Jason Ben Nathan / Sun Staff Photographer

CUVA members Seamus Murphy '16 and David Cox '18 present at a Student Assembly meeting in October. CUVA has announced that the University will establish a student representative.

October 13, 2016

Student Veterans Push for Increased S.A. Representation, Aim to Combat Stigma

Print More

Undergraduate veterans, first-generation students and racial minorities advocated for increased representation in campus leadership at Thursday’s Student Assembly meeting.

David Cox ’18, vice president of the Cornell Undergraduate Veterans Association and S.A. College of Agriculture and Life Sciences representative, with CUVA President Emeritus Seamus Murphy ’16 addressed what they called the current underrepresentation of veterans as a minority group of undergraduates at Cornell.

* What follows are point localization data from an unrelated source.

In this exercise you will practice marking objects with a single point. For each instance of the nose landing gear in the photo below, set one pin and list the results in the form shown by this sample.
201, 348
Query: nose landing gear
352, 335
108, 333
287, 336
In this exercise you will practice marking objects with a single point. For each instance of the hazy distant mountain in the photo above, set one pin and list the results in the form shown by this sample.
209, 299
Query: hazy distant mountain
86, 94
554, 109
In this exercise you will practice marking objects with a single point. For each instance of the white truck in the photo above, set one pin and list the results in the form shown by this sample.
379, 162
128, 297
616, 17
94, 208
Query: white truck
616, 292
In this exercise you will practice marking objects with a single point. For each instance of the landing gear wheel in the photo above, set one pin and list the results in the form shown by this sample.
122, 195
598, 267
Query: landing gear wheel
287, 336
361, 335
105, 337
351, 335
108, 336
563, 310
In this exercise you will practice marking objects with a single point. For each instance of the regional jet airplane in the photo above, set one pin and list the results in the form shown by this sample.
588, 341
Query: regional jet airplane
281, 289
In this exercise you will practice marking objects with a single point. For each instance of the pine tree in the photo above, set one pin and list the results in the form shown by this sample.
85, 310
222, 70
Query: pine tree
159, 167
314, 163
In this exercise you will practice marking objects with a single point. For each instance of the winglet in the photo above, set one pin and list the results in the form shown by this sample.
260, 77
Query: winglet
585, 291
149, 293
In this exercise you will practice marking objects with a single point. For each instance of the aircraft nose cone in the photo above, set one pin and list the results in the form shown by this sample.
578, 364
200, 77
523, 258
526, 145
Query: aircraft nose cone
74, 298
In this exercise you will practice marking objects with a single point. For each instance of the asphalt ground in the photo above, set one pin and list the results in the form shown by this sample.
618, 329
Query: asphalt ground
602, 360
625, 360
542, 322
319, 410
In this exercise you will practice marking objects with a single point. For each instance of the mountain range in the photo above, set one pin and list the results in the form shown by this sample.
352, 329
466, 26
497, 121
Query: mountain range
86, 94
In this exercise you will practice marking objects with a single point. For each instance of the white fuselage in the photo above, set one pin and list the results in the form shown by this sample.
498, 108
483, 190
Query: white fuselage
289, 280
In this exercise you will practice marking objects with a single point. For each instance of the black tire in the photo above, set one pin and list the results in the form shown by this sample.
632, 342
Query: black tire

Cox and Murphy presented findings from the recent bi-annual Ivy League Veterans Council meeting, hosted at Yale University.  As a member of the ILVC, the Cornell Undergraduate Veterans Association “actively reach[es] out to veterans attending Cornell and prospective Cornell students who are military veterans” and helps the community to “better understand the issues faced by undergraduate veterans attending Cornell.”

There are currently only 22 undergraduate veteran students at Cornell, 0.0016 percent of the student population, but the University maintains the second highest number of undergraduate veterans in the Ivy League, after Columbia with 430 undergraduate veterans composing 7.04 percent of their student population, according to Cox.

The ILVC organization is dedicated to improving representation of student veterans and advocating for more substantial recognition from the administration.

“[The ILVC is] not really fighting for a certain thing,” Cox clarified. “We’re only … asking for it to not be ‘you guys are guests here as veterans and now you’re graduating, good job and you’re gone.’”

Cox emphasized that the student body can be a valuable tool in advocating for the University-wide integration of undergraduate student veterans. He stressed that students as a unit must work reduce the stigma often associated with returning soldiers.

“Often times, the amount of questions that we get asked that are just outlandish just become[s] a little bit odd,” he said. “I’d like to see the stigma attached to returning soldiers in combat operations addressed in some way.”

Murphy described his personal experience with the stigma he said many undergraduate veterans on campus face. He shared an example of the personal and inappropriate questions, which often come from students who barely know him, including, “Have you ever killed anyone?” It was a question he said he felt that “after five minutes of knowing them, [is] a little excessive and in the wrong place.”

Murphy said forcing veterans to address these types of questions is “unacceptable,” adding that such queries “bring up all these emotions that aren’t necessarily needed in the campus environment.”

Murphy explained that such preconceived notions are not only present in student interactions, but can also be found among professors.

“I had a faculty member at one point ask me why we were in Iraq,” he said. “The professor has his Oxford diploma and he’s talking about all his publications and he’s asking me why we were in Iraq.”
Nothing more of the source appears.